Michael Gove On UKIP's Anti-Migrant Poster: "When I Saw It, I Shuddered"

    "I thought it was the wrong thing to do," the Leave campaigner and justice secretary said.

    Tory cabinet minister and prominent Leave campaigner Michael Gove has hit out at Nigel Farage's latest anti-EU poster, which features a line of refugees under the words "Breaking Point".

    Gove told BBC1's Andrew Marr Show: "When I saw that poster, I shuddered. I thought it was the wrong thing to do."

    Meanwhile chancellor George Osborne, who's campaigning for Britain to stay in the EU, told ITV's Peston on Sunday the poster was "disgusting, vile", with "echoes of literature used in the 1930s".

    And Labour leader Jeremy Corbyn told Marr the poster was "appalling", and depicted "a lot of desperate people fleeing from war".

    Nigel Farage's poster with the queue of migrants was... Inflammatory: 43% Fair: 28% (via Survation)

    But UKIP leader Farage hit back at Gove later, turning the tables on the official anti-EU campaign, Vote Leave. "Have you seen their posters?" he said. "They've been doing very strong posters."

    UKIP's hugely controversial poster, unveiled on Thursday, aimed to highlight Britain's apparent inability to "control our borders" while it remained in the EU.

    But critics quickly pointed out that the photo used in the poster actually shows hundreds of people being escorted to the Brezice refugee camp last year after crossing from Croatia into Slovenia, nowhere near the British border.

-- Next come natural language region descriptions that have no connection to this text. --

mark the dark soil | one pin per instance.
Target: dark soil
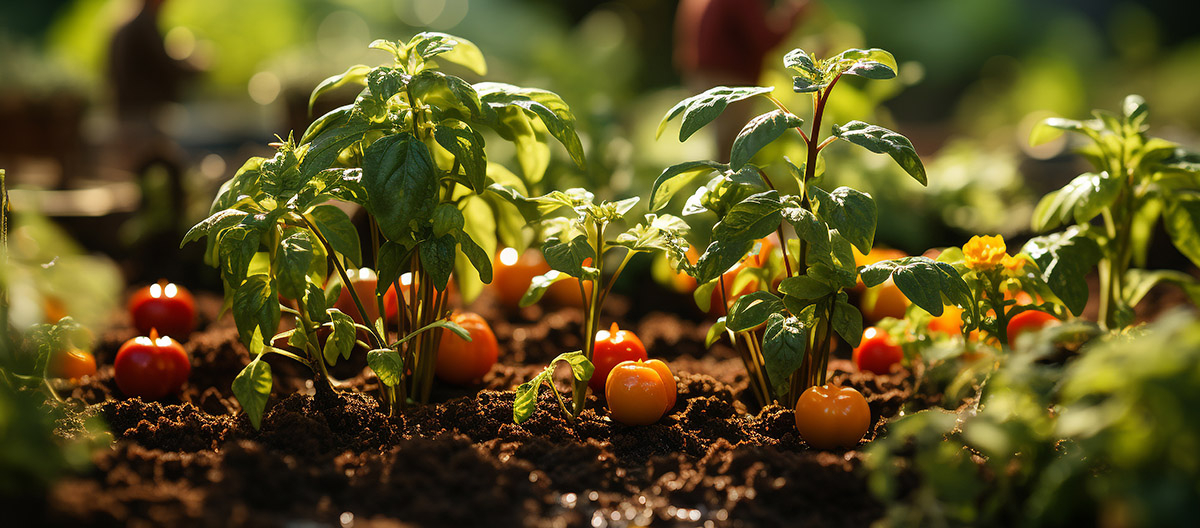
(339, 461)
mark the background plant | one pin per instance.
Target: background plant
(577, 246)
(1110, 215)
(407, 150)
(811, 305)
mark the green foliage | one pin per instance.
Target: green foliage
(1061, 444)
(1138, 179)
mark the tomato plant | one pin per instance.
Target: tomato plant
(792, 349)
(829, 417)
(151, 367)
(637, 393)
(1138, 180)
(613, 347)
(466, 360)
(1029, 321)
(876, 352)
(409, 150)
(165, 306)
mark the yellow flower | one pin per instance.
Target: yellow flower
(1013, 265)
(984, 252)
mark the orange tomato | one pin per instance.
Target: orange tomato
(511, 275)
(72, 364)
(829, 417)
(636, 393)
(461, 361)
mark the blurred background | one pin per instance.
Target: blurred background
(123, 157)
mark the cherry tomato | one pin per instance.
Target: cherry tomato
(829, 417)
(1029, 321)
(949, 322)
(165, 306)
(612, 347)
(151, 367)
(883, 300)
(461, 361)
(876, 353)
(72, 364)
(637, 393)
(513, 273)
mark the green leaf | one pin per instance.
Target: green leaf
(881, 141)
(388, 365)
(336, 227)
(568, 257)
(402, 185)
(847, 321)
(293, 261)
(252, 387)
(751, 219)
(679, 177)
(467, 148)
(1081, 201)
(852, 213)
(805, 287)
(923, 281)
(354, 75)
(701, 109)
(1063, 261)
(784, 346)
(437, 259)
(714, 333)
(1182, 217)
(751, 310)
(760, 132)
(342, 339)
(256, 305)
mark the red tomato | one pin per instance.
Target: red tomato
(612, 347)
(511, 275)
(72, 364)
(165, 306)
(461, 361)
(637, 393)
(876, 353)
(151, 367)
(829, 417)
(1029, 321)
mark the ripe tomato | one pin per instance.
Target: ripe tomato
(949, 322)
(883, 300)
(461, 361)
(637, 393)
(829, 417)
(1030, 321)
(612, 347)
(364, 282)
(876, 353)
(72, 364)
(151, 367)
(165, 306)
(511, 275)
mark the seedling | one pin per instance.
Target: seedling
(577, 246)
(407, 150)
(1138, 179)
(792, 351)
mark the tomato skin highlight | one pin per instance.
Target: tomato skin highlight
(636, 394)
(460, 361)
(165, 306)
(876, 352)
(1029, 321)
(72, 364)
(613, 346)
(829, 417)
(151, 367)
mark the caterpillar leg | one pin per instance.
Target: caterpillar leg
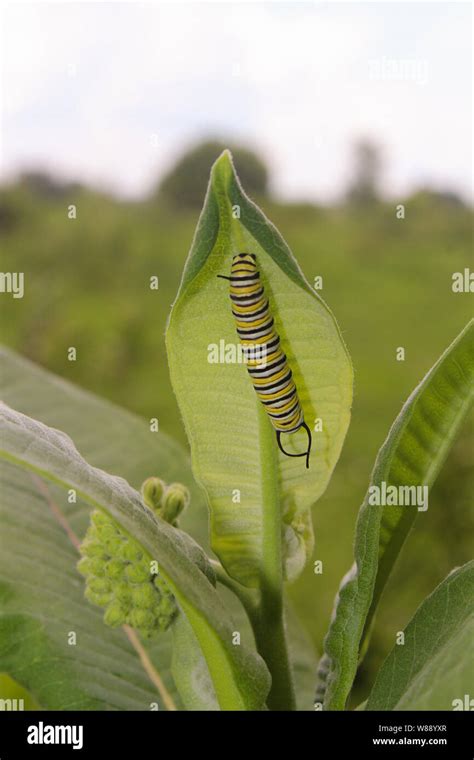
(305, 453)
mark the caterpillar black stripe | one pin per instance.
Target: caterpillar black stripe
(267, 365)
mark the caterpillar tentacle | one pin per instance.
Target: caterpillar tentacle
(267, 364)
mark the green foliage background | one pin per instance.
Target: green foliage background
(388, 282)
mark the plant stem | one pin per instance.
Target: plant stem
(268, 619)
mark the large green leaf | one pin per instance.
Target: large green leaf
(412, 454)
(45, 593)
(434, 668)
(117, 441)
(232, 443)
(239, 676)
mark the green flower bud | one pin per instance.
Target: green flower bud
(115, 569)
(101, 600)
(123, 592)
(152, 492)
(138, 573)
(144, 596)
(176, 499)
(115, 614)
(99, 585)
(113, 546)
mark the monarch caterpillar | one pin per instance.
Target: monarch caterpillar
(267, 366)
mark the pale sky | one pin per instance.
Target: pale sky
(110, 94)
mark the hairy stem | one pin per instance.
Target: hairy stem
(268, 619)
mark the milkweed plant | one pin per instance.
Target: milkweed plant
(150, 583)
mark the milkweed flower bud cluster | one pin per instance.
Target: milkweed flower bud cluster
(165, 501)
(119, 578)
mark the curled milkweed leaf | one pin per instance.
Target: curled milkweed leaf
(234, 448)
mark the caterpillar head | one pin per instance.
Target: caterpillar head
(246, 258)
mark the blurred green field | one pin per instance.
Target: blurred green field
(388, 282)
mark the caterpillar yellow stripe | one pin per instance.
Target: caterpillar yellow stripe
(267, 365)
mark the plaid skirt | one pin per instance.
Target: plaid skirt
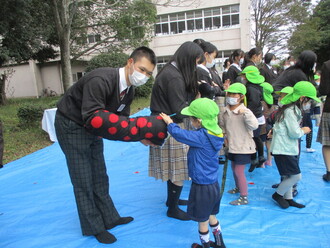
(169, 162)
(323, 135)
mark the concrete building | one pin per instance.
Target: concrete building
(225, 23)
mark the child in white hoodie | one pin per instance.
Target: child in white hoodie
(238, 123)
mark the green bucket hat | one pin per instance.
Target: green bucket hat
(287, 90)
(237, 88)
(206, 110)
(302, 88)
(267, 92)
(252, 74)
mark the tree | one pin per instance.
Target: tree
(273, 20)
(314, 34)
(24, 29)
(118, 25)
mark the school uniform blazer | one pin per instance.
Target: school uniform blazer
(99, 89)
(269, 74)
(238, 129)
(254, 96)
(169, 94)
(287, 132)
(203, 75)
(289, 77)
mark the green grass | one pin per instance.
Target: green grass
(21, 141)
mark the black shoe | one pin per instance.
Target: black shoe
(280, 200)
(326, 177)
(222, 160)
(294, 192)
(105, 237)
(120, 221)
(261, 160)
(254, 164)
(275, 186)
(292, 203)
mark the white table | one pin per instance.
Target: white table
(47, 123)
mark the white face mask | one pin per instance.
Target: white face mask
(307, 106)
(137, 78)
(210, 65)
(314, 68)
(273, 62)
(232, 100)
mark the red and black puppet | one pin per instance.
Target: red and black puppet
(117, 127)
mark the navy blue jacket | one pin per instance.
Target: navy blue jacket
(203, 153)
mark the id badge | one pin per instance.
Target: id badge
(121, 107)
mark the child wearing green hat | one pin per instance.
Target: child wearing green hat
(238, 123)
(204, 145)
(268, 108)
(254, 96)
(285, 142)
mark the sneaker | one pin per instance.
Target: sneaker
(310, 150)
(233, 191)
(326, 177)
(268, 162)
(253, 165)
(242, 200)
(294, 192)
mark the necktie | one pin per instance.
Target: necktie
(122, 94)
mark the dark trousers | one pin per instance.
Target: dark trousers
(307, 122)
(85, 160)
(1, 144)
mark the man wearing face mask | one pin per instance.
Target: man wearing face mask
(106, 91)
(267, 70)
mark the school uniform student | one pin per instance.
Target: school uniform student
(204, 145)
(254, 96)
(238, 123)
(285, 142)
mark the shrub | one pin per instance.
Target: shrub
(29, 115)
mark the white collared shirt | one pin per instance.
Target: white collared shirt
(205, 68)
(122, 80)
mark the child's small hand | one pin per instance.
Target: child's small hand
(306, 130)
(241, 111)
(166, 118)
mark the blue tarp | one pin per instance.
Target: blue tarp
(37, 206)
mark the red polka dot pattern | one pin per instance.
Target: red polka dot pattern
(148, 135)
(97, 122)
(134, 130)
(141, 122)
(124, 124)
(112, 130)
(113, 118)
(161, 135)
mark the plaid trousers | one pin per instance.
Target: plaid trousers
(1, 144)
(85, 161)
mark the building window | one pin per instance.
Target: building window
(161, 61)
(93, 38)
(197, 20)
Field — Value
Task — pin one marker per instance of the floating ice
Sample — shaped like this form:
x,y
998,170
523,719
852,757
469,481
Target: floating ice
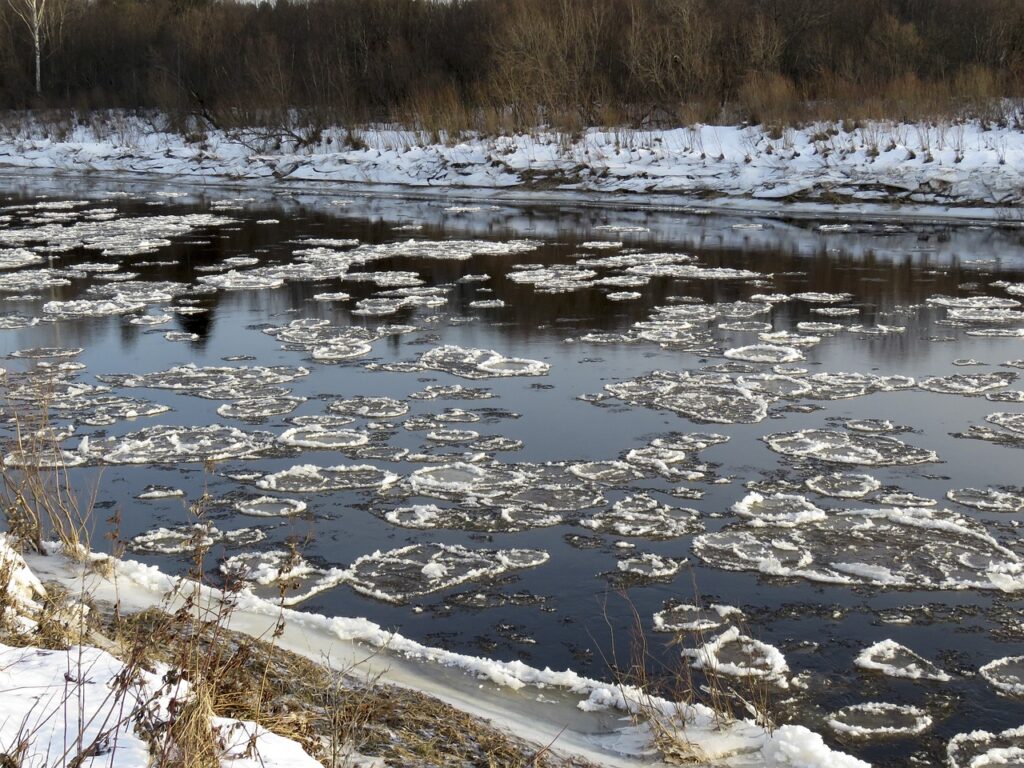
x,y
973,302
1012,422
161,492
968,383
870,425
369,408
648,565
324,437
894,659
843,484
167,444
845,448
700,397
15,322
877,720
765,353
906,548
738,655
460,479
408,572
640,515
609,473
983,750
270,506
337,296
1006,674
308,478
15,258
685,617
45,352
213,383
479,364
259,409
193,538
822,298
283,577
990,500
784,510
327,343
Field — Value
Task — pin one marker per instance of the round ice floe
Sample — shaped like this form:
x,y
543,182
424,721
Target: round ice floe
x,y
664,461
738,655
870,425
648,565
324,437
903,548
280,576
259,409
986,315
822,298
894,659
969,383
269,506
370,408
819,327
713,398
745,326
989,500
47,352
640,515
453,436
765,353
160,492
165,444
780,509
973,302
411,571
193,538
841,385
1013,422
983,750
461,479
1006,674
609,473
844,448
687,617
843,484
308,478
479,364
877,720
787,338
46,456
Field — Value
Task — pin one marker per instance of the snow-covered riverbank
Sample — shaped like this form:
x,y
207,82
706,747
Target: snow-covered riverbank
x,y
957,171
581,717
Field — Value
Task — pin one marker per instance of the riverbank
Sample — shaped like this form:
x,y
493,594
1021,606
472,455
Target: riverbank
x,y
546,718
961,172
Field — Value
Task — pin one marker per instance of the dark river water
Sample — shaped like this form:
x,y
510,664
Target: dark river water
x,y
941,583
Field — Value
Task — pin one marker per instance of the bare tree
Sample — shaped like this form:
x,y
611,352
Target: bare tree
x,y
33,14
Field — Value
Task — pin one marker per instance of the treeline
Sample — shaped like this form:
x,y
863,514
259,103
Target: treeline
x,y
498,65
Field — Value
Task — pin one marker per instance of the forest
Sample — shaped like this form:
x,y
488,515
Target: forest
x,y
495,66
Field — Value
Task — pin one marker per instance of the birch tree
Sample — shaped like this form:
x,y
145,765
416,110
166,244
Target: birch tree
x,y
33,15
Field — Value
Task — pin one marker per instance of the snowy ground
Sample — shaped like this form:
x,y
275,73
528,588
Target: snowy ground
x,y
943,168
65,701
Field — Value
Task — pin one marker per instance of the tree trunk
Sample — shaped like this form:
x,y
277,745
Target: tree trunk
x,y
35,45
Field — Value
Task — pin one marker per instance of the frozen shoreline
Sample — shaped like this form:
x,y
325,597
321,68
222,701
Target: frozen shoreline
x,y
880,172
542,707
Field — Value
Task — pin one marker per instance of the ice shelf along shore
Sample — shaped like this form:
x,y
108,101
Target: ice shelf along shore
x,y
579,716
939,166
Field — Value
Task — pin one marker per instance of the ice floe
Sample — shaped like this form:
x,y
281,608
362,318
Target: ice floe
x,y
894,659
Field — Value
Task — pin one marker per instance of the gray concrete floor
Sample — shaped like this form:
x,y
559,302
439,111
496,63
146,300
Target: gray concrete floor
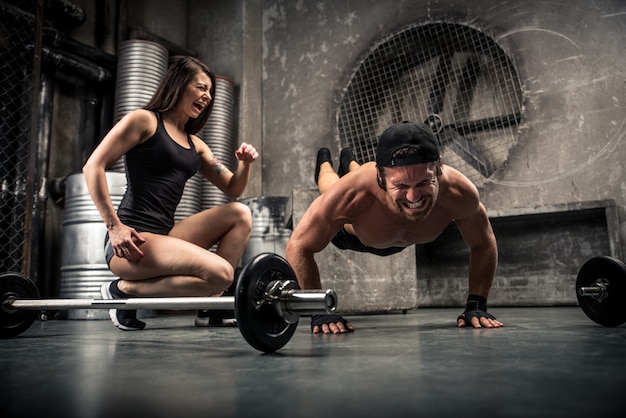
x,y
546,362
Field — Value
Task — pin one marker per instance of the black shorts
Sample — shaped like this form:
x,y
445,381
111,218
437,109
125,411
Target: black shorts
x,y
345,241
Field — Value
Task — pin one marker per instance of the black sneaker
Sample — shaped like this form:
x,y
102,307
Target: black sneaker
x,y
123,319
215,318
323,156
345,158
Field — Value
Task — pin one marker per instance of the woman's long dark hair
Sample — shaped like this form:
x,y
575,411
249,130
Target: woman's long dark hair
x,y
180,73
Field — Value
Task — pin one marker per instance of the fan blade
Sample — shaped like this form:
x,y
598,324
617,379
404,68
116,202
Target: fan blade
x,y
467,84
461,146
442,76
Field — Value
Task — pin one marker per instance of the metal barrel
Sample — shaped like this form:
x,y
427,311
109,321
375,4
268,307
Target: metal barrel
x,y
83,267
141,65
268,233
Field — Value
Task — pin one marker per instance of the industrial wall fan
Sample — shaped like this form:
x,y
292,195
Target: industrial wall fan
x,y
454,77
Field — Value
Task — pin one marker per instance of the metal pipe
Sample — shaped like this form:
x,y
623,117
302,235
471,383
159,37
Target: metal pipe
x,y
54,39
85,69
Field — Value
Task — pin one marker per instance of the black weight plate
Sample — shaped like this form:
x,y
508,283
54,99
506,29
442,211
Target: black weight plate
x,y
13,323
263,328
611,311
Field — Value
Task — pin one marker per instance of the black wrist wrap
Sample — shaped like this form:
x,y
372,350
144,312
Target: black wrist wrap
x,y
476,303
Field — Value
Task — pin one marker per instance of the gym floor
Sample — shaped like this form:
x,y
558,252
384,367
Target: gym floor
x,y
546,362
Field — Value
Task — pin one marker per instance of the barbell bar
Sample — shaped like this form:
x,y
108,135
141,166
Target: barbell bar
x,y
601,290
267,303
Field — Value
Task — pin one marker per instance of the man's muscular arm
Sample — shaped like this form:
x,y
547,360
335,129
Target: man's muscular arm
x,y
478,234
322,220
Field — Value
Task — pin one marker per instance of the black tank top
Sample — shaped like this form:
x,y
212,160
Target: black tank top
x,y
156,173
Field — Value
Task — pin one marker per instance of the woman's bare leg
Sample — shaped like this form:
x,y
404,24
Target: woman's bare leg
x,y
181,264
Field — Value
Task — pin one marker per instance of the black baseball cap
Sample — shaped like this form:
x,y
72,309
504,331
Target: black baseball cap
x,y
407,135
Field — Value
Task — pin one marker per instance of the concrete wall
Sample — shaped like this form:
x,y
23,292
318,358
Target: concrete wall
x,y
291,61
570,59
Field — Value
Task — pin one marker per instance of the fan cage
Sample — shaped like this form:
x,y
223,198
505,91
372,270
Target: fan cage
x,y
450,75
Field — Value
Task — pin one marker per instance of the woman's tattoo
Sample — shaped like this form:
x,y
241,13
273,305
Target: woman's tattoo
x,y
218,165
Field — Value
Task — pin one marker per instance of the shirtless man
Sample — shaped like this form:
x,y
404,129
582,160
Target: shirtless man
x,y
406,197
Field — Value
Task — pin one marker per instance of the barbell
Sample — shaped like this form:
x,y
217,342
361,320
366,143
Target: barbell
x,y
601,290
268,303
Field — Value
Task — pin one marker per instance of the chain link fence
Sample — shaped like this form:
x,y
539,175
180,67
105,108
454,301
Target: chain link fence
x,y
17,40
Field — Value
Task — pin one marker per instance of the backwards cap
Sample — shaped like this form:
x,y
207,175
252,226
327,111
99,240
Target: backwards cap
x,y
407,135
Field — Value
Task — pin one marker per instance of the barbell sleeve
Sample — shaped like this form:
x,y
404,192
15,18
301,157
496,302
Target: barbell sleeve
x,y
293,301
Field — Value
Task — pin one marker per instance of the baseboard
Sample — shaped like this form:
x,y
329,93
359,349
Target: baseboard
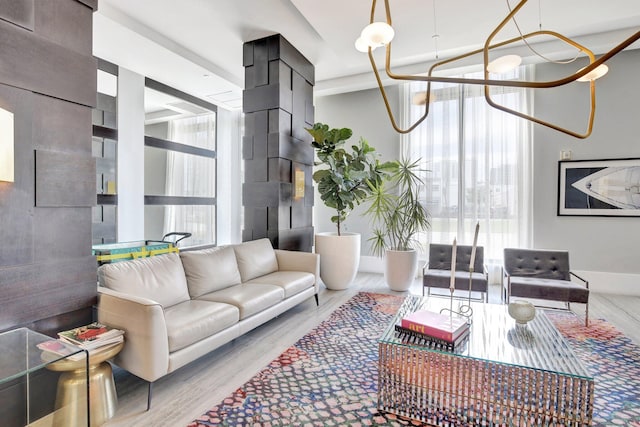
x,y
601,282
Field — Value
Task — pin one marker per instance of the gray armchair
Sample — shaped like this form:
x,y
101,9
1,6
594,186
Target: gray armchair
x,y
437,272
543,274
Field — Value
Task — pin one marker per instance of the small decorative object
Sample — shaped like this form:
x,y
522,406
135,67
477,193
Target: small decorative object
x,y
522,311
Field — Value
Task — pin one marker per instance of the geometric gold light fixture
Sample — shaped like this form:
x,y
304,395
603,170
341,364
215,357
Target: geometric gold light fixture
x,y
378,34
6,146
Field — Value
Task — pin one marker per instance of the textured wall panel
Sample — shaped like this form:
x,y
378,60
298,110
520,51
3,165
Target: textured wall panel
x,y
47,276
65,180
46,289
18,12
66,23
63,233
61,126
276,112
37,64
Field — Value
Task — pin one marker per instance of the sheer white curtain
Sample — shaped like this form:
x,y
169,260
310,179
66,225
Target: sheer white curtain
x,y
190,175
479,161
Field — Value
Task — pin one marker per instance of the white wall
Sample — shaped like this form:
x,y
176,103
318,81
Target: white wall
x,y
364,113
130,169
605,250
596,244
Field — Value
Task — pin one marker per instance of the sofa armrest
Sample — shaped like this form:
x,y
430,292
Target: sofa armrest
x,y
299,261
146,349
580,278
425,267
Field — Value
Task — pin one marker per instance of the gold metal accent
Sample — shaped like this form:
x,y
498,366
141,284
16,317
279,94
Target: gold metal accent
x,y
72,389
487,82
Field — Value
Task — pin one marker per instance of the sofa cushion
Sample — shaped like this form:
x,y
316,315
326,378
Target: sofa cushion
x,y
549,289
192,321
159,278
249,298
255,259
210,270
292,282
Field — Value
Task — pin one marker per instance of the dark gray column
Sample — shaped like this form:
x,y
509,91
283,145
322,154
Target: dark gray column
x,y
278,105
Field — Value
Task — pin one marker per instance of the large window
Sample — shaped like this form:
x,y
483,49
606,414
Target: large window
x,y
180,165
479,162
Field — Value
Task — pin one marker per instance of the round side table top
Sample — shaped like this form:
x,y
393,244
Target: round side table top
x,y
96,356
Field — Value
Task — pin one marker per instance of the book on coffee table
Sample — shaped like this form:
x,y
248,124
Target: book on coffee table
x,y
436,325
413,337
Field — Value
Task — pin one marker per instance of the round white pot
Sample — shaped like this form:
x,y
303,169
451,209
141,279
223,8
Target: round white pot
x,y
400,269
339,258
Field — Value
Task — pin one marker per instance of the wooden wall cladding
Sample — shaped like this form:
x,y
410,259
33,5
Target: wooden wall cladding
x,y
48,81
18,12
278,106
43,66
65,180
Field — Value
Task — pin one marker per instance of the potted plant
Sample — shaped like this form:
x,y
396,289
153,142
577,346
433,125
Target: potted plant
x,y
398,216
346,182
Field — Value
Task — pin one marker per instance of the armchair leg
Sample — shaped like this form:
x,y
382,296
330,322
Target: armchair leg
x,y
149,396
586,315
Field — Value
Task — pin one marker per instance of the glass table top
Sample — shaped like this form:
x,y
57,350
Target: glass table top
x,y
21,354
495,337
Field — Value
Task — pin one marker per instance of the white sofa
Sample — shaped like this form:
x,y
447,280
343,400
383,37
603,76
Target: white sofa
x,y
175,308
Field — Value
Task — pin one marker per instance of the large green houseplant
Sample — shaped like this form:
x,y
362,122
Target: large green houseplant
x,y
345,182
349,176
398,216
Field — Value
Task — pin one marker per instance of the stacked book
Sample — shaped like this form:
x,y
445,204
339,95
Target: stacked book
x,y
92,336
435,330
89,337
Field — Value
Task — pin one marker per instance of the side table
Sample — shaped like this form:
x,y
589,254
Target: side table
x,y
71,384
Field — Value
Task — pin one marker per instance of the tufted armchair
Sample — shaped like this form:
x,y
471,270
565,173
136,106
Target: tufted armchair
x,y
437,272
543,274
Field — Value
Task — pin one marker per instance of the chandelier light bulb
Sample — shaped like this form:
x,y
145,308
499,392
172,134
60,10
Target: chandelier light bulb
x,y
362,46
377,34
594,74
504,64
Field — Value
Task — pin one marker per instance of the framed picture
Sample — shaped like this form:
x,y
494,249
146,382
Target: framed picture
x,y
609,187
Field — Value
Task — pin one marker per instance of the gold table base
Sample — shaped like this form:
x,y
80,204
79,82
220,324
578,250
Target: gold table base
x,y
72,389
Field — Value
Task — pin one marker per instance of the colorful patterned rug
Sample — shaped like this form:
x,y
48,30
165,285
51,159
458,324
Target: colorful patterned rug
x,y
329,377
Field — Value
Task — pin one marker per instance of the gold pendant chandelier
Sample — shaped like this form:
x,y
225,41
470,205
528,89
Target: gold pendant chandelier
x,y
378,34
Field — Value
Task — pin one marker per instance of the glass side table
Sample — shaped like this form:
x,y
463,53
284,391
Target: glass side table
x,y
22,366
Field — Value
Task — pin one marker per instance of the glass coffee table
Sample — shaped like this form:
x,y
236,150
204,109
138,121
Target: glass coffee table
x,y
503,375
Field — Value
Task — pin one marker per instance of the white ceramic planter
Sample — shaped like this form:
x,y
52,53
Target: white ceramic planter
x,y
400,269
339,258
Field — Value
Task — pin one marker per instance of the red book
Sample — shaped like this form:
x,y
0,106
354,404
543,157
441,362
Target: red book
x,y
442,326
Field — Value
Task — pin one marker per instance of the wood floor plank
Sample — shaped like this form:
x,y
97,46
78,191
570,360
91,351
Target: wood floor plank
x,y
187,393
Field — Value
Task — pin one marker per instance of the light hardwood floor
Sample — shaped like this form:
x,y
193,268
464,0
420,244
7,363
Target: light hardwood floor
x,y
187,393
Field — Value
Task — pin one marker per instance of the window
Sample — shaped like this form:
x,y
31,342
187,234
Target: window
x,y
479,162
180,165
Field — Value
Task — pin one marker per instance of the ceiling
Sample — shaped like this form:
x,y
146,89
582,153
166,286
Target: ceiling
x,y
196,45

    It was also reported to the Metropolitan police by the general secretary of the Unison union, Dave Prentis, who said it incited racial hatred.

    Gove's strong criticism highlights the deep divisions in the Leave camp ahead of the referendum on Britain's EU membership this Thursday 23 June.

    He said: "I must stress I believe in free speech, I don't want to deny anyone a platform. When I've had an opportunity to talk about migration during the course of this debate, I hope I've been very clear I am pro-migration.

    "But I believe the way in which we secure public support for the continued benefits migration brings and the way in which we secure public support for helping refugees in need is if people feel we can control the numbers overall coming here.

    "In Canada and Australia, two countries I very much admire, they have control and therefore they're able both to welcome economic migrants and refugees."

    Gove was pressed on whether he was happy with the Leave camp's "tone" as it warned that Turkey would join the EU in the near future – a claim that the Remain side has repeatedly denied.

    He said: "Yes, because I think it's important to stress that when we're thinking about the enlargement of the European Union, it's the official European Union policy to accelerate Turkey's accession to the EU."